I have a rescue parvo survivor dog. She is on the small side she is 11 month and everyone thinks she is younger when they meet her. She looks like a puppy that should grow to be a big dog. 

I am wondering if anyone has any ideas as too if a 3-4 month old pup gets parvo will it effect its growth. I seems to think it might because parvo pretty much robs the growing pup from nutrients. When a dog had parvo pretty much nothing they eat gets adsorbed due to the walls of the intestine rotting basically. 

Anyone have any experience with this. What do you think?


----------



## dogfaeries (Feb 22, 2010)

When my Dobe puppy was about that age she got parvo (despite vaccinations). When fully grown, she was 25" - and 60 lbs - what the standard says for a female Dobe. 

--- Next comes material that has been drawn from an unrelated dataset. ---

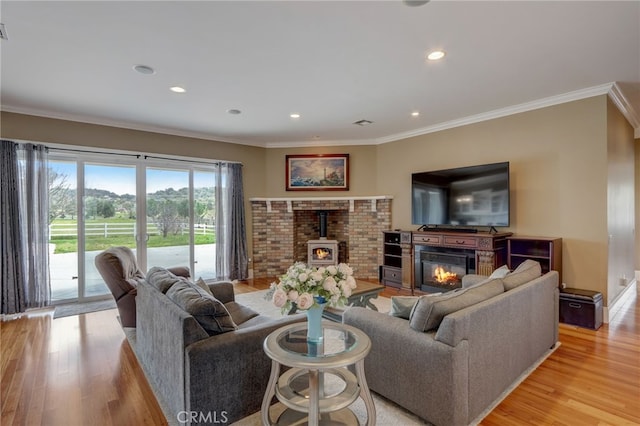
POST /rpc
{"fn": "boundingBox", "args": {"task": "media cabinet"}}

So, in my experience, it made no difference.


----------



## chelle (Feb 1, 2009)

Didn't seem to make a difference in my girl, either. (Suri, Shiba Inu.) She had parvo at 10 weeks and recovered wonderfully. She's on the low side of her breed standard for weight, but the healthiest dog in the house now!


----------



## msvette2u (Mar 20, 2006)

We've had a lot of parvo puppies come through and we've never noticed it stunt them, no.


----------



## Freestep (May 1, 2011)

I think it can have an effect, though I've not known it to stunt a dog's growth. I once groomed a coated GSD who'd had parvo as a pup. She was normal size, but rather bony in the head (if that makes sense? No jaw muscle tone), and drooled uncontrollably. Her owner said she'd suffered some neurological damage due to the illness. I've known other dogs that had no apparent after effects at all.


----------



## msvette2u (Mar 20, 2006)

I've never seen neuro damage, the closest thing to anything systemic, secondary to parvo, was necrotizing vasculitis. 
Neuro damage can occur in survivors of distemper though.


----------



## martemchik (Nov 23, 2010)

My boy had it at 8 weeks, and although he was underweight for a few months he's now a healthy 85 lbs and 26". He's still got a little more thickening out to do, his dad was 100 and we think he'll get there in a year or two, but I'd be just fine with him at 85. He doesn't look any different than his litter mates.


----------



## Lilie (Feb 3, 2010)

I had an Aussie who had parvo at 8 months of age (even though he was fully vaccinated). He had surgery at the vet and there was a litter of parvo puppies there. He grew to be a healthy, happy, beauty. 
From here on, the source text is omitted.